Ibudilast

Clinical data
- Trade names: Ketas, Pinatos, Eyevinal
- AHFS/Drugs.com: International Drug Names
- Routes of administration: By mouth (capsules), topical (ophthalmic solution)
- ATC code: R03DC04 (WHO) ;

Legal status
- Legal status: Rx-only (JP KR);

Pharmacokinetic data
- Bioavailability: 90% ±
- Metabolites: Dihydrodiol-ibudilast
- Elimination half-life: Half-life: 19h
- Duration of action: Tmax: 4-6h

Identifiers
- IUPAC name 2-Methyl-1-(2-propan-2-ylpyrazolo[1,5-a]pyridin-3-yl)propan-1-one;
- CAS Number: 50847-11-5;
- PubChem CID: 3671;
- IUPHAR/BPS: 7399;
- DrugBank: DB05266;
- ChemSpider: 3543;
- UNII: M0TTH61XC5;
- KEGG: D01385;
- ChEMBL: ChEMBL19449;
- CompTox Dashboard (EPA): DTXSID7049007 ;
- ECHA InfoCard: 100.164.881

Chemical and physical data
- Formula: C14H18N2O
- Molar mass: 230.311 g·mol^{−1}
- 3D model (JSmol): Interactive image;
- SMILES CC(C)C(=O)c1c(nn2ccccc12)C(C)C;
- InChI InChI=1S/C14H18N2O/c1-9(2)13-12(14(17)10(3)4)11-7-5-6-8-16(11)15-13/h5-10H,1-4H3; Key:ZJVFLBOZORBYFE-UHFFFAOYSA-N;

= Ibudilast =

Chemical compound

Ibudilast (development codes: AV-411 or MN-166) is an anti-inflammatory drug used mainly in Japan. It has bronchodilator, vasodilator, and neuroprotective properties, and is mainly used in the treatment of asthma and stroke.

== Medical uses ==
In Japan, ibudilast oral capsules are approved for the treatment of asthma, and for improvement of dizziness secondary to chronic cerebral circulation impairment associated with sequelae of cerebral infarction. Ibudilast ophthalmic solution is indicated for the treatment of allergic conjunctivitis and hay fever.

Ibudilast inhibits platelet aggregation, and may also be useful in the treatment of multiple sclerosis.

Ibudilast crosses the blood–brain barrier and suppresses glial cell activation. This activity has been shown to make ibudilast useful in the treatment of neuropathic pain and it not only enhances analgesia produced by opioid drugs, but also reduces the development of tolerance.
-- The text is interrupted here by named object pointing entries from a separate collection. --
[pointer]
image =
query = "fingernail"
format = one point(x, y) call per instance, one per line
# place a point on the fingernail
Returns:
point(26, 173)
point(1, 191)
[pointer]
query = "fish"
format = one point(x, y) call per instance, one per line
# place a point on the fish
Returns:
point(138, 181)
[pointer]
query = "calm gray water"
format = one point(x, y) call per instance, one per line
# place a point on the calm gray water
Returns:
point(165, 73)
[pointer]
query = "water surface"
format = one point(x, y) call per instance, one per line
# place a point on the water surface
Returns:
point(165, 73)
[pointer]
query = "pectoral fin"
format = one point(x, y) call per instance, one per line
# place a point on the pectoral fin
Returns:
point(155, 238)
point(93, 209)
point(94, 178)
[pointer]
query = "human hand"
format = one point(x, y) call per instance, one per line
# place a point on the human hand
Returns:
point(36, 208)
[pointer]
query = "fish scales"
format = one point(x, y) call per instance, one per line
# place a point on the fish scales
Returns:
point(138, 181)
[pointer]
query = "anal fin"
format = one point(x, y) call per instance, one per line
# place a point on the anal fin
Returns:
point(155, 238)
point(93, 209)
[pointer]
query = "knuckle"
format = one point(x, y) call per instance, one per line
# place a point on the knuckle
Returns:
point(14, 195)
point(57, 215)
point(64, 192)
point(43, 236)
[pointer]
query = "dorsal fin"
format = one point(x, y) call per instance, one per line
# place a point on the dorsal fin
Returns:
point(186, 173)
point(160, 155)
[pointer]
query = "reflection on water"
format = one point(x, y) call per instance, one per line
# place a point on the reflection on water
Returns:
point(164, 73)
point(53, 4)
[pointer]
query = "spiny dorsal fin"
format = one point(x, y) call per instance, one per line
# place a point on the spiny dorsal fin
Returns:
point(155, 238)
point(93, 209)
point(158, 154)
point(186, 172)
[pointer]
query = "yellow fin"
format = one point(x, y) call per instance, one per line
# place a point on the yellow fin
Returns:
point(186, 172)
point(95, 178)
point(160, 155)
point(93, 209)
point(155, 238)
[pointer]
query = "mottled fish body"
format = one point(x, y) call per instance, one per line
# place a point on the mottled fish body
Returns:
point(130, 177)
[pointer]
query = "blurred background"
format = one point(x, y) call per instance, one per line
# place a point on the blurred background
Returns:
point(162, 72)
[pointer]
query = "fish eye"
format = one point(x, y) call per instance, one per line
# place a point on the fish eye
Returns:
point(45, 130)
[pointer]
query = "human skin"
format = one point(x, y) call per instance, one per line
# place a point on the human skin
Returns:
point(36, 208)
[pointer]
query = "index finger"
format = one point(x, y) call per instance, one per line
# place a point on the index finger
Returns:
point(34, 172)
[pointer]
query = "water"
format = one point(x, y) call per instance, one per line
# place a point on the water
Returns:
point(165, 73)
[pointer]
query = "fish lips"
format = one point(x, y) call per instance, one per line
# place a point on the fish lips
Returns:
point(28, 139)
It may have some use reducing methamphetamine, opioid, and alcohol addiction.

== Pharmacology ==

=== Pharmacokinetics ===
Ibudilast crosses the blood–brain barrier, allowing central nervous system activity and suppression of glial cell activation.

=== Pharmacodynamics ===
Ibudilast acts as a phosphodiesterase inhibitor, inhibiting the PDE4 subtype to the greatest extent, but also showing significant inhibition of other PDE subtypes including PDE3, PDE10A, and PDE11.

Ibudilast has also been shown to act as an antagonist at the toll-like receptor 4 (TLR4). This likely plays a large part in its effects, specifically its synergy with opioid drugs, its anti-inflammatory effect, and its own painkilling effect. It is unknown if the PDE4-inhibiting properties potentiate the effects of TLR4 inactivation and/or vice versa, despite that some of their effects are shared, such as inflammation reducing properties.

TLR4 antagonists theoretically reverse the increase in pain and inflammation caused by most TLR4 agonists, which includes alcohol and many opiate or opioid drugs.